Due to the Lecrin Valley’s privileged position surrounded by mountains it enjoys its own micro climate, thereby avoiding the extremes of temperature experienced in other inland parts of the Granada province. The average annual temperature is 17 C with a typical summer day averaging 25 C to 30 C (although in the peak summer months of July/August temperatures can rise to 40 C). In the summer a gentle afternoon breeze usually picks up which helps to cool the siesta temperatures.
In autumn the days are still warm but the nights gradually start to get cooler. The locals look forward to the rains that normally arrive in October after a long hot and dry summer. This time of year is often referred to as a “second spring” due to a second burst of growth for crops and wild plants this welcome rain provides.
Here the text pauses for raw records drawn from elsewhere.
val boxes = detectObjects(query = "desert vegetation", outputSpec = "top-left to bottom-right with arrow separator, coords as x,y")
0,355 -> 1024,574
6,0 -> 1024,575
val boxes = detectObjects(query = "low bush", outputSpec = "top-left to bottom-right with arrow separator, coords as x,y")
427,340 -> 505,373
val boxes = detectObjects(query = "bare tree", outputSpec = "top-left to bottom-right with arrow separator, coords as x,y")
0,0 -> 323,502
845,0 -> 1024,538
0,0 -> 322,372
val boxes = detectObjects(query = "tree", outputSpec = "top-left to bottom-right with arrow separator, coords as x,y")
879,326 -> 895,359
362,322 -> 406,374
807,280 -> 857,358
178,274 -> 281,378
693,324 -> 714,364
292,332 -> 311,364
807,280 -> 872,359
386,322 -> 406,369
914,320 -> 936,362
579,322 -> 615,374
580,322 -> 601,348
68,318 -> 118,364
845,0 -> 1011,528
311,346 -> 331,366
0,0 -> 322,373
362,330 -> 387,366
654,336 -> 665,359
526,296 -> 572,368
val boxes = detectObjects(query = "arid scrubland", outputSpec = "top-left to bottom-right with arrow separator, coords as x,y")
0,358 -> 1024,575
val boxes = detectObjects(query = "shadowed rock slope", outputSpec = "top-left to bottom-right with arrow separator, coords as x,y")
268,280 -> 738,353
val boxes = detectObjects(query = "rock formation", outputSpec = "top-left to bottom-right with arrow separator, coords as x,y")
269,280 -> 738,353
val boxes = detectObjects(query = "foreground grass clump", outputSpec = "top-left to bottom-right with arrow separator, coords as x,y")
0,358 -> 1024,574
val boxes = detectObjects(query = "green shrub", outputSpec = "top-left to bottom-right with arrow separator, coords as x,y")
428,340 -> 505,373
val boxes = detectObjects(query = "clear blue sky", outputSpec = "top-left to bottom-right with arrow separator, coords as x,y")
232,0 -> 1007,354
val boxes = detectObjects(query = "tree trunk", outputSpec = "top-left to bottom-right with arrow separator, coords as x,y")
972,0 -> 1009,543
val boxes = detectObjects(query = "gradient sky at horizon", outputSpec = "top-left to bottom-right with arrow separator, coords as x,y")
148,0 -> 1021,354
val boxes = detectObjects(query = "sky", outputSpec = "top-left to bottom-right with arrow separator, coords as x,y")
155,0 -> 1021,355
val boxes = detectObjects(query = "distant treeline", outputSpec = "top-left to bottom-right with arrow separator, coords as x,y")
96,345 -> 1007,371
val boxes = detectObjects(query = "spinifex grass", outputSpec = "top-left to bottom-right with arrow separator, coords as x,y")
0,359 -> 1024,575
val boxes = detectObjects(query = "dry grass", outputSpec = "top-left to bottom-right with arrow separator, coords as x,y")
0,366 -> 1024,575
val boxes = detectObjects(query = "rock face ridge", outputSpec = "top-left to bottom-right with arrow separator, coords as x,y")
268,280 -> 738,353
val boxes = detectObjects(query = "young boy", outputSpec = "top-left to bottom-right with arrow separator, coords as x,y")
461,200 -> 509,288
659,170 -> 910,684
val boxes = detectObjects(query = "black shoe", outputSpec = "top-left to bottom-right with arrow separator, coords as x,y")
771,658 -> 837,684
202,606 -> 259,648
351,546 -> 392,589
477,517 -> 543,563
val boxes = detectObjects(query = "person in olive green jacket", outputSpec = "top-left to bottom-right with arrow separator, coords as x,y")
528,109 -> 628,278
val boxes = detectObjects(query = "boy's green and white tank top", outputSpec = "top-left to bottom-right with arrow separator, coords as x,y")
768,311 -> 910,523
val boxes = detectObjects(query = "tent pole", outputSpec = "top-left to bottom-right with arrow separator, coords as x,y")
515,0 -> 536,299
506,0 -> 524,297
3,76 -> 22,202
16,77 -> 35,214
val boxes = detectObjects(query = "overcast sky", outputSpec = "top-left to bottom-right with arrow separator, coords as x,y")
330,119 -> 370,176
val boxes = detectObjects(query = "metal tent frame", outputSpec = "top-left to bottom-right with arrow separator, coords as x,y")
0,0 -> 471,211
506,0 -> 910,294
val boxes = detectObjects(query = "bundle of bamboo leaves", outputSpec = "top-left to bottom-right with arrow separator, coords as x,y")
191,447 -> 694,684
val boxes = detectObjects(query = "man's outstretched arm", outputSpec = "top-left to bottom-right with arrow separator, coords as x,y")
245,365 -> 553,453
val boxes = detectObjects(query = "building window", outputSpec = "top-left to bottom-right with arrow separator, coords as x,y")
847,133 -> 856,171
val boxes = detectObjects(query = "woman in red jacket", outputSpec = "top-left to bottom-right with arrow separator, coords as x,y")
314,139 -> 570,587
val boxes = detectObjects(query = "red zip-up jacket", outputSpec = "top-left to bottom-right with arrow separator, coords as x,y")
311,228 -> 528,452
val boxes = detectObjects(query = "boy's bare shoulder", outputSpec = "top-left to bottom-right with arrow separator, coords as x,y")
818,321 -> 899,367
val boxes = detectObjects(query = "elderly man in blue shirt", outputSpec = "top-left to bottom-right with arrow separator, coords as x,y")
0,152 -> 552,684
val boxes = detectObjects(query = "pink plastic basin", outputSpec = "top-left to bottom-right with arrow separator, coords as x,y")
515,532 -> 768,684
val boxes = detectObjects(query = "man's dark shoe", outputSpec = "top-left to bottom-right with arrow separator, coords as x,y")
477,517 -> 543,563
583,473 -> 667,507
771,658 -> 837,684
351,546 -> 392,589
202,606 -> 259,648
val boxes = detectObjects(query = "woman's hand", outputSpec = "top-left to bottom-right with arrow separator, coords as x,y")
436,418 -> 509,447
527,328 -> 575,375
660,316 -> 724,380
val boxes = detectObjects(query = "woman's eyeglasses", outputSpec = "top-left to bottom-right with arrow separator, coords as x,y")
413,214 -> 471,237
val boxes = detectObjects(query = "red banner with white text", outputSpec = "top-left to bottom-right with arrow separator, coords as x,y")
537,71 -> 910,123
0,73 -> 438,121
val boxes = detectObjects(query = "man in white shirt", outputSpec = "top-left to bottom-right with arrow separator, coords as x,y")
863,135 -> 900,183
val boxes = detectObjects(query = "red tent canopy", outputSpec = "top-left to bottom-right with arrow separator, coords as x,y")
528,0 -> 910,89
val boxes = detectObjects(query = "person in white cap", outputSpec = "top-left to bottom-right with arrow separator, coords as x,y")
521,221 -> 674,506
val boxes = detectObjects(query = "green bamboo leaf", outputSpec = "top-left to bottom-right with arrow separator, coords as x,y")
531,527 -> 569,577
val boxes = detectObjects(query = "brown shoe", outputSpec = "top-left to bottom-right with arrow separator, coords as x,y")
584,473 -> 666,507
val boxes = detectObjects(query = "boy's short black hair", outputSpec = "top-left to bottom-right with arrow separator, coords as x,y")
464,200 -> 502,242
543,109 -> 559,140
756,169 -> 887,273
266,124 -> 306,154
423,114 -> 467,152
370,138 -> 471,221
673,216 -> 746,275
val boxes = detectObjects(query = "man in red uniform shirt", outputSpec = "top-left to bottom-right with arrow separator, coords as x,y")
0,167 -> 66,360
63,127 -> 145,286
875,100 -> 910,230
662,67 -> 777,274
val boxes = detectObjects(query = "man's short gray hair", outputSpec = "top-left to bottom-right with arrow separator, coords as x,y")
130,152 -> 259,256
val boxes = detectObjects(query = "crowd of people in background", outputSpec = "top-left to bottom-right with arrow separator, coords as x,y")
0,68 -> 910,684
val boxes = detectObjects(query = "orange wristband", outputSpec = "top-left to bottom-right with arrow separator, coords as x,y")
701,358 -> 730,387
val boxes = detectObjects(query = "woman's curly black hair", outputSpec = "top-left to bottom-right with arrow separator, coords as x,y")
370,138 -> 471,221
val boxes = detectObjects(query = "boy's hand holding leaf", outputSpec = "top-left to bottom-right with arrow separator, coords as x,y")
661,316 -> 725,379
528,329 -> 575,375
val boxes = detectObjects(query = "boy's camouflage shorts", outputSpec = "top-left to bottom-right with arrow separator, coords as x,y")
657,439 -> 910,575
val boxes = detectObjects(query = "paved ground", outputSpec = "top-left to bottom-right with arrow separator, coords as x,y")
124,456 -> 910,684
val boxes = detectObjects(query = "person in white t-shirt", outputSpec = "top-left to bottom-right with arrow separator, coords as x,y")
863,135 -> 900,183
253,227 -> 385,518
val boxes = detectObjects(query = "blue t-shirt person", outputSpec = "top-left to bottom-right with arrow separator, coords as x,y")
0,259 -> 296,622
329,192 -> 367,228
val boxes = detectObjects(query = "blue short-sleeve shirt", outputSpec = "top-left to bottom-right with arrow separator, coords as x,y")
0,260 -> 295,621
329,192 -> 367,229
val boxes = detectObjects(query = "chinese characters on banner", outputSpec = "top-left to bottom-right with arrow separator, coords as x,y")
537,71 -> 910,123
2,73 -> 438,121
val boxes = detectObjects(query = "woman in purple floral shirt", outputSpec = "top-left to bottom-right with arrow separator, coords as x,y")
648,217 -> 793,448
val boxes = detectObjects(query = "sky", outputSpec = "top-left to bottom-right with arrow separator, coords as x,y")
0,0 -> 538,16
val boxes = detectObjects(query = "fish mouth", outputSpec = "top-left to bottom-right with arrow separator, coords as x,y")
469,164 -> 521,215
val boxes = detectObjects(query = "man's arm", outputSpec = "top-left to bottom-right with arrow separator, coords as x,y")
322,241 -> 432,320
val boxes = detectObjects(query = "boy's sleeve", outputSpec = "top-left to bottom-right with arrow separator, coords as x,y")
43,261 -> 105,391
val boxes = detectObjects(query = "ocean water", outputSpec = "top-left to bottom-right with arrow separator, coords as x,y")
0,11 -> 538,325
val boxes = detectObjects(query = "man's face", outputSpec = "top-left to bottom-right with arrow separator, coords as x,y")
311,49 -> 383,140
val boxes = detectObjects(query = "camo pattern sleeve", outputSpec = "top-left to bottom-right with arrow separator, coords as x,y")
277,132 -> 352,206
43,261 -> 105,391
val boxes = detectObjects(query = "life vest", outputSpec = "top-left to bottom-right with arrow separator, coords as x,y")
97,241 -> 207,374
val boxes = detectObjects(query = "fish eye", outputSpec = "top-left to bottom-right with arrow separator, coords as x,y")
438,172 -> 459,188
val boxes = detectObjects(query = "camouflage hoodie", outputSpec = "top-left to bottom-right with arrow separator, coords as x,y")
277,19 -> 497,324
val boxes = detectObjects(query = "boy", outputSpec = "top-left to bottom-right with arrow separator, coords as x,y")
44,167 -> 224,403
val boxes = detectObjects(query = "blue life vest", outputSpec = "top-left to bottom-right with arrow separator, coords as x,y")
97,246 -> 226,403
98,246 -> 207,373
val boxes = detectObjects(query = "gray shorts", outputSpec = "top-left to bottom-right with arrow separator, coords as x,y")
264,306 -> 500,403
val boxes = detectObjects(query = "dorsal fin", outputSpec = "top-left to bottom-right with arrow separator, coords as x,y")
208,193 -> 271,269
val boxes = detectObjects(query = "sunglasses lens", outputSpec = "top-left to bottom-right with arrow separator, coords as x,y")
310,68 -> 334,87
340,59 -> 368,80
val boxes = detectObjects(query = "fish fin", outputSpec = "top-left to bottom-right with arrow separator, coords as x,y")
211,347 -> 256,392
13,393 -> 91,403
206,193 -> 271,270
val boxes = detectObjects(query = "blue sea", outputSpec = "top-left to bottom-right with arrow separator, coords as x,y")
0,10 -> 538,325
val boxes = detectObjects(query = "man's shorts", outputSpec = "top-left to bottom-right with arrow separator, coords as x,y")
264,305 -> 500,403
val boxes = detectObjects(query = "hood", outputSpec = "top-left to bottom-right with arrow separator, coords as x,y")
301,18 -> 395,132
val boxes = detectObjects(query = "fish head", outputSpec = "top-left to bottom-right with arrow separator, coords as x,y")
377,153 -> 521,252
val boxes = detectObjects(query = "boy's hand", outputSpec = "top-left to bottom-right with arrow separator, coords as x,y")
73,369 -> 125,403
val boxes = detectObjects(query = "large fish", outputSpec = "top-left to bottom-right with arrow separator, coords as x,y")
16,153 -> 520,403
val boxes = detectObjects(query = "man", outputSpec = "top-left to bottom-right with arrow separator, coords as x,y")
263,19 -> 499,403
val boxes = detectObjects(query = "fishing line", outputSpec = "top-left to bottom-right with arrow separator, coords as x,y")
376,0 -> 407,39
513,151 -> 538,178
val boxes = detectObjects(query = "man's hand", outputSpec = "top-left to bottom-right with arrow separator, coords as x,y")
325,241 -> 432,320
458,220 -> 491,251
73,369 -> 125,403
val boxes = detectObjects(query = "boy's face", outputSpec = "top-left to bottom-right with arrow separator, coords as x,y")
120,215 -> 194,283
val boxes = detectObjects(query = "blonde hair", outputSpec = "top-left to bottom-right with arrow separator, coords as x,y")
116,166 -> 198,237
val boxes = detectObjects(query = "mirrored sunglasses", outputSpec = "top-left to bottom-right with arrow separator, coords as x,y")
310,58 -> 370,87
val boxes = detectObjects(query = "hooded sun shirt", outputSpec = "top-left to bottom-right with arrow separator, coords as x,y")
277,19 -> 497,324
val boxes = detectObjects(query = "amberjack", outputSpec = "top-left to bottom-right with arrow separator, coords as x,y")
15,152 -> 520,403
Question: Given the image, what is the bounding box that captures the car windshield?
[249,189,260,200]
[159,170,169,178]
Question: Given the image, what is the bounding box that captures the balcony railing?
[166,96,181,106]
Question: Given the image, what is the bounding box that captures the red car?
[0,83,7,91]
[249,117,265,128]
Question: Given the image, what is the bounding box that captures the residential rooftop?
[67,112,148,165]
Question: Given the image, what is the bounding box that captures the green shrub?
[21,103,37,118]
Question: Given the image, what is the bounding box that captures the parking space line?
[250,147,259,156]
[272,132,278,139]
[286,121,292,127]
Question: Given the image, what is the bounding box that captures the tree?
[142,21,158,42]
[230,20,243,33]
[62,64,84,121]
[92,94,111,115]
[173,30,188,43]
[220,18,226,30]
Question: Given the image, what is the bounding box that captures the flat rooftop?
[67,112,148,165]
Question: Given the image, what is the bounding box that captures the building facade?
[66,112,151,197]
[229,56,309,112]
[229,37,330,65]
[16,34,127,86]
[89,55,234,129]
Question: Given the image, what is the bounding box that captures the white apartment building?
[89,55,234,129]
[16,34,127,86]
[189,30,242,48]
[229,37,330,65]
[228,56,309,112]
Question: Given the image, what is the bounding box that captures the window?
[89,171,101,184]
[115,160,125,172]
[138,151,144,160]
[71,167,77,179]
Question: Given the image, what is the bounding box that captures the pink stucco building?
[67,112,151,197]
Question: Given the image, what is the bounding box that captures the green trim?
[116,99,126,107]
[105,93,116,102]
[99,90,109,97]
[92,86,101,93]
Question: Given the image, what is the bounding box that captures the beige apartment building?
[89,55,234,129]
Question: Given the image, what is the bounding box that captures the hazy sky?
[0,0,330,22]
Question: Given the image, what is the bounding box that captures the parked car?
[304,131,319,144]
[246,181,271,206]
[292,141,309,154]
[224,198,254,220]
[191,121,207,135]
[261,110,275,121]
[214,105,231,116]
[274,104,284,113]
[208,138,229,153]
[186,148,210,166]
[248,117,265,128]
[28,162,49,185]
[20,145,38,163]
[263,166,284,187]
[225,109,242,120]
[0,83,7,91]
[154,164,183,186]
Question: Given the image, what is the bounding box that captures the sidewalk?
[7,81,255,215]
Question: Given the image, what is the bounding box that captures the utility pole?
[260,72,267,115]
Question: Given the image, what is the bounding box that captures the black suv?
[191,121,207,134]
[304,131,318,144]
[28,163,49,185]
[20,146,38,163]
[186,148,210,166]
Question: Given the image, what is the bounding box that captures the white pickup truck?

The winters are crisp and bright with relatively little rain and clear blue skies contrasting sharply with the snow covered peaks of the Sierra Nevada Mountains. There is rarely a frost but you can’t deny the delight on the odd occasion you wake up to a blanket of snow, which sadly has melted away within a few hours.
Spring is most people’s favourite time of year when the valley becomes a riot of colours with pink almond blossom, white orange blossom and wild flowers springing to life. With the heady smell of orange blossom permeating the air, the locals look forward to the warming temperatures and the arrival of longer days and balmy nights.